Saturday, February 14, 2015

Which is worse: Twilight or Fifty Shades of Grey?


In a comment to my post yesterday on Fifty Shades of Grey, Kyle asked the important question that is the title of this entry.  In my response to him, I copped out and declared the two a tie. 

That's clearly not good enough.  If I'm going to besmirch not just one but two movies based on books that millions and millions of people love, I ought to be willing to face the tough questions.  The only fair way to do this is to compare key points of the movies. 

Length:  Twilight clocks in at 2:02, while Fifty Shades piles on an extra three minutes and hits 2:05.  With movies this bad, every extra minute is a lash from an incompetent dominant, so Fifty Shades is the worse on this front.

Plot:  Sure, both are stupid beginnings to inane trilogies, but because the question is about only these first movies--and those are all I've seen--we have to restrict the comparison to just what happens in these two.  In Fifty Shades, we have a boring love story that makes no sense at any turn, but few film love stories do.  In Twilight, we have sparkly vampires and werewolves who imprint on their love-mates and, well, you get the point:  Twilight carries far and away the worse plot. 

Acting:  Assume here that we must use this term for the performances in the films; don't grouse at me that no one acted at all.  I'm going to stick to the two leads in each case.  In Fifty Shades, we have Jamie Dornan doing his best impression of a sad gray sofa in a Bronx heroin den, but at least you can tell it's a sofa.  In Twilight, Robert Pattinson manages to be nearly invisible, even while sparkling, in a performance so bad I believe my memory actually contains blanks spots where he should be.  Similarly, Kristen Stewart's only acting achievement in Twilight was to piss off all sensible viewers, while I have to grant that Dakota Johnson had two whole acting moves and was frequently recognizable as human.  For worse acting, Twilight wins going away. 
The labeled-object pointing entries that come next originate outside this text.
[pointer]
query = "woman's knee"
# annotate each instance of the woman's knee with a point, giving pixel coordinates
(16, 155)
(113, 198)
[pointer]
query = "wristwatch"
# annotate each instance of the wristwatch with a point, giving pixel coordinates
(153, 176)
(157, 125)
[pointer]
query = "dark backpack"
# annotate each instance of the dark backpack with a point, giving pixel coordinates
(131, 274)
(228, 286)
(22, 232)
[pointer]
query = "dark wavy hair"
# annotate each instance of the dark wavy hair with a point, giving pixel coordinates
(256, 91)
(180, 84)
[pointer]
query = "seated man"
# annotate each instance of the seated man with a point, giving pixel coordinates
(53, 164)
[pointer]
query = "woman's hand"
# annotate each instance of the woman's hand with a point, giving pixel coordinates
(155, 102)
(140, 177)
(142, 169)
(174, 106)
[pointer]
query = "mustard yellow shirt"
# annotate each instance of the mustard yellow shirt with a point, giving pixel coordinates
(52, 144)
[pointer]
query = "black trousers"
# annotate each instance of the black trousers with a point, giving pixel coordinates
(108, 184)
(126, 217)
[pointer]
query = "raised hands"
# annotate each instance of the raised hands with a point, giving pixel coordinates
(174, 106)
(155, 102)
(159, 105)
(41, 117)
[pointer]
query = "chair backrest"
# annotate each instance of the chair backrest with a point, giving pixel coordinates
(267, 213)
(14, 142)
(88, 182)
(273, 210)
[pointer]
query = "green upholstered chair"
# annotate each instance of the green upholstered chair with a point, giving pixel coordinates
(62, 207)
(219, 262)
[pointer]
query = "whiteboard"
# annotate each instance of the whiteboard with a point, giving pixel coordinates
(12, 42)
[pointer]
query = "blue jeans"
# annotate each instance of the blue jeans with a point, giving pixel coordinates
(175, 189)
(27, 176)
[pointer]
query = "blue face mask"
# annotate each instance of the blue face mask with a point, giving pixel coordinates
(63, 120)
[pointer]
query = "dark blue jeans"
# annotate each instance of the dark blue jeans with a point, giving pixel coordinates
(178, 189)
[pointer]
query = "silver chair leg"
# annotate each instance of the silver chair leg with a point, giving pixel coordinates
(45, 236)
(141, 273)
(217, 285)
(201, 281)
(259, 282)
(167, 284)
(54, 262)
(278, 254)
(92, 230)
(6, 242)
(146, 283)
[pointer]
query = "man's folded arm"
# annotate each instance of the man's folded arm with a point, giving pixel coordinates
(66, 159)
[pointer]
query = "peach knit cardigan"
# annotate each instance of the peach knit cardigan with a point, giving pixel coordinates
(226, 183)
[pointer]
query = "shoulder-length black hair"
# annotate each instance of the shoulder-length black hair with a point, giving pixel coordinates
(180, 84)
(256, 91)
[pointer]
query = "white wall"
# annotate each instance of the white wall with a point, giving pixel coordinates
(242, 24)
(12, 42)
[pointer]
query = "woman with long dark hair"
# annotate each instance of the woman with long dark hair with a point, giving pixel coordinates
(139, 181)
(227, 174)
Creepy factor:  Mid-twenties billionaire Grey falls for boring woman something like five years younger (no, I'm not willing to research the exact difference), and definitely out of college.  Yeah, he's supposed to be a dominant, but his few kink acts are so tame that you'd find more sexual heat in Julia Child dressing a chicken.  In Twilight, Pattinson is over a hundred years old and becomes infatuated with a high-schooler.  Twilight once again wins by a mile. 

I could go on, but I believe the answer to Kyle's question is abundantly clear:  Twilight is far and away the worse of the two movies. 



5 comments:

Anonymous said...

As a heterosexual male who has had to listen to women complain about boring martial art flicks I feel the need to say something to you that I would never tell them. In these movies your opinion doesn't matter. At least I assume it's probably the same. Just a heads up if you saw it with your woman. Being on the other side of it whether the movie was good or bad, well, that s#1$ can get annoying.

-rehcra

Mark said...

I accept that it does not, but just as I don't mind anyone criticizing the many bad flicks I enjoy, I feel these two are fair game. I do, though, take your point, and I try not to bring up movies in person unless someone asks.

John Lambshead said...

Shudder, so far I have managed to avoid either.

Anonymous said...

Oh my, such an Edward hater. I admit that Twilight is wading into the shallow end of the Oscar pool, actually it isn't even in the pool area, but I like my vampires sparkly. I can't speak for Fifty Shades as I doubt I will see it, the books were tough enough to get through. But, c'mon, cut the hot vampire a little slack. He does have a lovely brooding look, albeit, his only look, but still.

Mark said...

Good choice, John.

Anonymous, sorry, but I can't cut Edward any slack.